DESCRIPTION OF SYMBOLS 1 Long side wall 2 Short side wall 3 Opening 4 Notch 5, 8 Partition 6, 10 Opening end 7, 11 Cutting side 9 Partitions group 20 Color cathode ray tube 21 Front panel 22 Funnel 23 Envelope 24 phosphor screen 25 color selection electrode 26 frame 27 electron gun 28 electron beam 29 deflection yoke 30 internal magnetic shield

 ──────────────────────────────────────────────────の Continued on the front page (72) Inventor Shinichiro Hatta 1006 Kazuma Kadoma, Osaka Prefecture Inside Matsushita Electric Industrial Co., Ltd.
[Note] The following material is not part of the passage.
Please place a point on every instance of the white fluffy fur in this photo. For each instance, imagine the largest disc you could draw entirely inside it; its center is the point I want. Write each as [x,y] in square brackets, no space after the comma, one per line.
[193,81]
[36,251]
F-term (reference) 5C031 CC02

Claims (8)

[Claims] 1. An internal magnetic shield for a cathode ray tube having a pair of opposed long side walls and a pair of opposed short side walls, and having an opening surrounded by these at the center,
The internal magnetic shield, wherein a notched and bent screen portion is formed on the short side wall. 2. The internal magnetic shield according to claim 1, wherein the partition is oriented in a direction substantially parallel to an electron beam orbit or a tube axis near the short side wall. 3. The internal magnetic shield according to claim 1, wherein the partition portion is notched and bent substantially parallel to the phosphor screen. 4. The internal magnetic shield according to claim 1, wherein the partition has a substantially triangular or substantially quadrangular shape. 5. An internal magnetic shield for a cathode ray tube, comprising a pair of opposed long side walls and a pair of opposed short side walls, and having an opening surrounded by these in the center,
An internal magnetic shield, wherein a plurality of notched and bent screen portions are formed in parallel on the short side wall. 6. The internal magnetic shield according to claim 5, wherein the width of the plurality of partitions decreases toward the phosphor screen, and the group of the partitions is substantially V-shaped. 7. An envelope comprising a front panel and a funnel, a phosphor screen formed on an inner surface of the front panel, a color selection electrode arranged to face the phosphor screen, and With an arranged electron gun,
A cathode ray tube having an internal magnetic shield disposed between the color selection electrode and the electron gun, wherein the internal magnetic shield is the internal magnetic shield according to claim 1. 8. An envelope comprising a front panel and a funnel, a phosphor screen formed on the inner surface of the front panel, a color selection electrode arranged to face the phosphor screen, and With an arranged electron gun,
A cathode ray tube having an internal magnetic shield disposed between the color selection electrode and the electron gun, wherein the internal magnetic shield is the internal magnetic shield according to claim 5.